Lots of folks will be mad, but removing multiple mapping types is a nice change too. It was a feature that never really made sense. Index-per-type was always the better strategy, even going back to the 0.23 days.
As others in this thread will no doubt point out though - the ES folks are moving awfully fast. I still support 1.7.5 clusters that will take heroic efforts to update. I'd love to use the new features on those clusters, but there simply isn't a valid business case to take on the risk. This isn't like small NPM packages that you can update on a whim - some of these systems require terabytes of re-indexing to upgrade :/
The way Elasticsearch is going though looks promising. With sorted indices, single mapping type and the other changes we might give it another try after switching to Algolia.
Is there a safe way now to query Elasticsearch directly without the need to go via proxy scripts on the server? This just adds so much overhead to the queries compared to Algolia.
I can not give a timeframe, but it is one of the top features on the ES roadmap. :)
Source: I am an engineer working on this feature.
This works pretty well already if you are running on your own hardware and have a good network. We've been running a three data center setup across the US for four years. Next year we may extend it across the Atlantic.
But querying from a publicly facing front end would be a poor idea - would you expose a database directly to the front end?
It is a fantastic idea to call the index directly from the frontend and could be solved with a read only type of index or api key with read only scope.

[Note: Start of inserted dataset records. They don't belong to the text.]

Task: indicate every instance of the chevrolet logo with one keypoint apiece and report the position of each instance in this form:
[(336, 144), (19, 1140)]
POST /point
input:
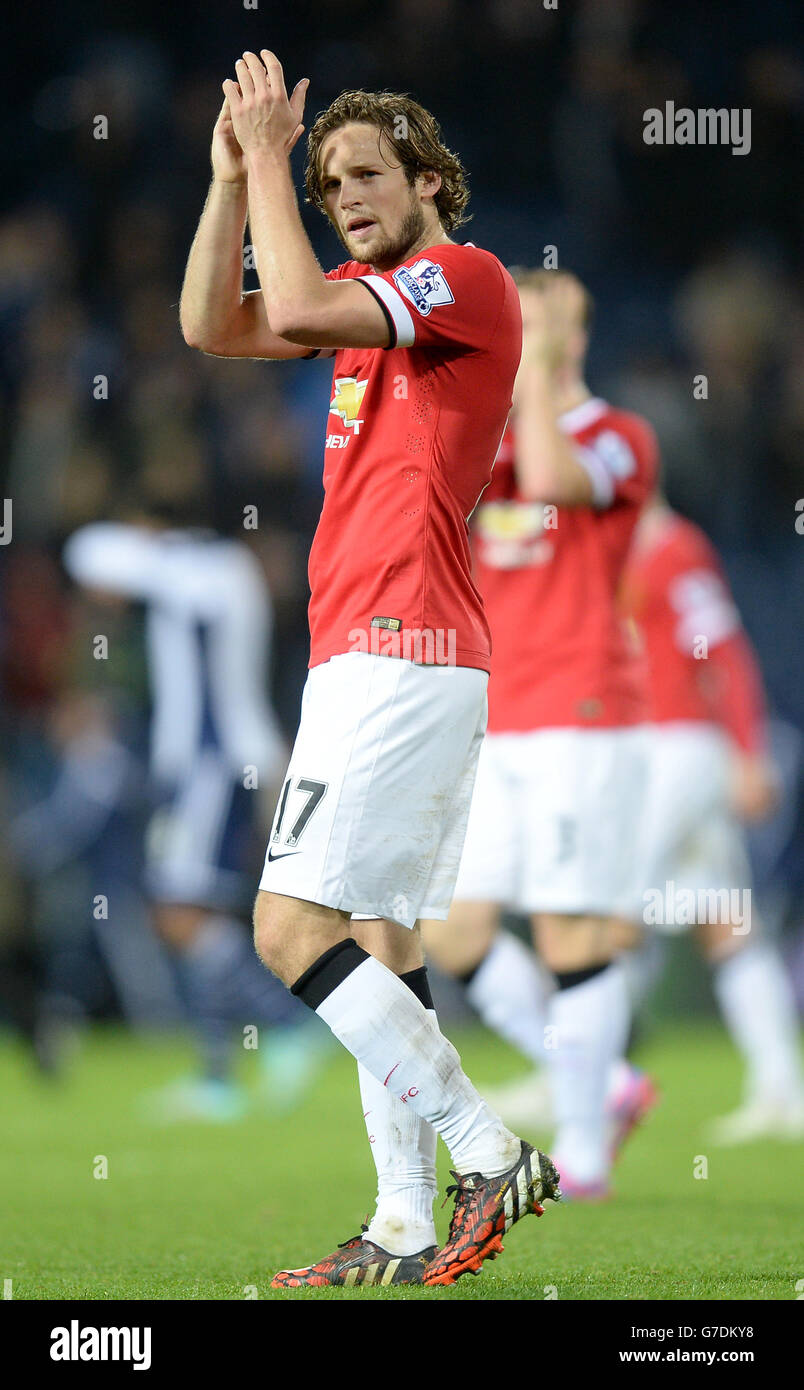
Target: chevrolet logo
[(348, 399)]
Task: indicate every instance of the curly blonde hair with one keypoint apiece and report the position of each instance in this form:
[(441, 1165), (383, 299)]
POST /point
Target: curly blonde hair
[(412, 132)]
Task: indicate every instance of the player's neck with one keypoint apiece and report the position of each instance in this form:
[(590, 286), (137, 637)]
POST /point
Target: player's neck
[(654, 519), (433, 235)]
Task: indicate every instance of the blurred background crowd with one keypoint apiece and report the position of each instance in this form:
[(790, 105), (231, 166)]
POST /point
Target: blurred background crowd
[(692, 255)]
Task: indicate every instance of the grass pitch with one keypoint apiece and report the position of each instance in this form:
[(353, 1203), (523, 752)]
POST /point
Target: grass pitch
[(198, 1211)]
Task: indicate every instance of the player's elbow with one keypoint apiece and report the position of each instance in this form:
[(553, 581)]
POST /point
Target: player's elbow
[(292, 323)]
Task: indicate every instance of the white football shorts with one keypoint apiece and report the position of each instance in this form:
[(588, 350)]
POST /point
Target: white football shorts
[(554, 822), (692, 844), (373, 809)]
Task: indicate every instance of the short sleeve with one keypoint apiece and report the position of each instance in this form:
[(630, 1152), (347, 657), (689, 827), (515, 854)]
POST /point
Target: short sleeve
[(621, 460), (452, 296)]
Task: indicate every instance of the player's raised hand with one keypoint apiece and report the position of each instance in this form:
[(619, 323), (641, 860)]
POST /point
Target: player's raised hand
[(754, 790), (550, 314), (227, 156), (263, 116)]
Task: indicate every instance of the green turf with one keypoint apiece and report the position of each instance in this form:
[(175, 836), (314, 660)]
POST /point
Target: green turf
[(210, 1212)]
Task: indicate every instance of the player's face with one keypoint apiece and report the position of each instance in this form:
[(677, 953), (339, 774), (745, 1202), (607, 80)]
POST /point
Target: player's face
[(376, 211)]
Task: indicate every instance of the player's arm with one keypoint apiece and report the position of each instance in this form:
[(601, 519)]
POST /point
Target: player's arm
[(301, 305), (729, 680), (214, 313), (547, 464)]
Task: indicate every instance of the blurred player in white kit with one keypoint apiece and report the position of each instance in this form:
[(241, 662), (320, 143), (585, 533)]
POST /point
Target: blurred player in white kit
[(216, 751), (561, 779)]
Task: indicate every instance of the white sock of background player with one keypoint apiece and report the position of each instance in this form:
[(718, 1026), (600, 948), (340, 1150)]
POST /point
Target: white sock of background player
[(509, 990), (587, 1032), (756, 998), (386, 1027)]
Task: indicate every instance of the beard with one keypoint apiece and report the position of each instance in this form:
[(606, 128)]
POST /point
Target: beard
[(391, 250)]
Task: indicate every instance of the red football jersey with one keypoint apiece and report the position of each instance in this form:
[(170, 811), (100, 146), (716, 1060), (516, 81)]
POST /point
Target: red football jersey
[(411, 444), (698, 662), (550, 578)]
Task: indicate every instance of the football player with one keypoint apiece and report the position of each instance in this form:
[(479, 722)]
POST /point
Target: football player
[(710, 774), (426, 337), (561, 777)]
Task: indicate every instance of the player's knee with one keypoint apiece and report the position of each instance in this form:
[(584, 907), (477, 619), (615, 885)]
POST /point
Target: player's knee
[(267, 931)]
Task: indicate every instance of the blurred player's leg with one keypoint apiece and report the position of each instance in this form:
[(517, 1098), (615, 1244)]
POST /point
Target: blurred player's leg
[(502, 977), (196, 849), (577, 880), (758, 1007), (380, 783)]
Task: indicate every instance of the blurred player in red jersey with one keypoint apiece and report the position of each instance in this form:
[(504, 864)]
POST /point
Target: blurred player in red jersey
[(561, 774), (708, 773), (367, 834)]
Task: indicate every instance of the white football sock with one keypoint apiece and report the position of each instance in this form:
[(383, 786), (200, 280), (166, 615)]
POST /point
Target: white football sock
[(386, 1027), (756, 998), (591, 1023), (509, 991), (404, 1153)]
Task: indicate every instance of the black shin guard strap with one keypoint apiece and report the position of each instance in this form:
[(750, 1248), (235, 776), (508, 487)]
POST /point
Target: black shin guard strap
[(568, 979), (328, 972), (419, 984)]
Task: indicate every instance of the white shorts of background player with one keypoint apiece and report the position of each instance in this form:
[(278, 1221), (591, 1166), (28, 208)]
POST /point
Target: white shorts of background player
[(373, 811), (690, 841), (554, 820)]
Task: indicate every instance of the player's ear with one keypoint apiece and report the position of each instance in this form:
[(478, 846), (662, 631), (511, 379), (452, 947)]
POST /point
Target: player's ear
[(429, 182)]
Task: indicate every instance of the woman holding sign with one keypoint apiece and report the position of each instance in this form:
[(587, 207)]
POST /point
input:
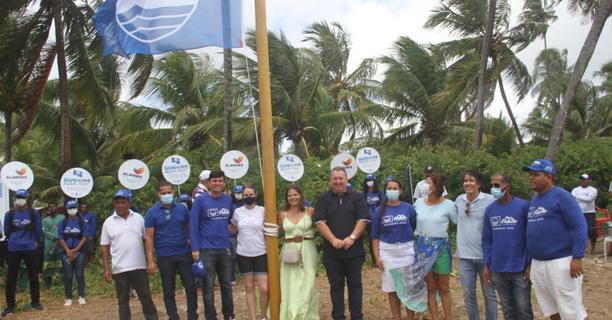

The current design with an unnecessary security layer outside of Elasticsearch is a poor idea adding too much administrative overhead and ridiculous latency.
More charitably, I can understand why they felt the need to make a hard break, but difficult upgrades plus fast release cycle means a fair bit of friction.
The no downtime upgrades will be nice, but on a big production system, I wouldn't feel comfortable upgrading major versions every 6 months.
It feels from the discussion of the github issues that this was something that had caused some elastic developers pain and they decided to kill it.
There were two fundamental problems: 1) types had different mappings which was confusing since internally it's the same index and there is only one mapping. 2) for the use case where you have one type per index, you still had to arbitrarily create a "type".
It could have been done by:
1) making the mapping definition only at the index level - there's no such thing as a mapping for a type (this is how it works internally anyway.)
2) with a "type" field being optional and specified via a query string instead of url path. This would have left all the internals alone. Eg, there could have still be an internal meta "_type" field which would have had the default value of "default" or something. For those people that needed multiple types, specifically for more complex parent-child, they still could have done it.
The current approach is far more complicated because the have to change the internals to support both the new and old way during the transition and deal with a lot of internal things breaking because everything expects a "_type". You can checkout the github issues and see the work involved.
Are there any good alternatives to ES? Has Solr moved?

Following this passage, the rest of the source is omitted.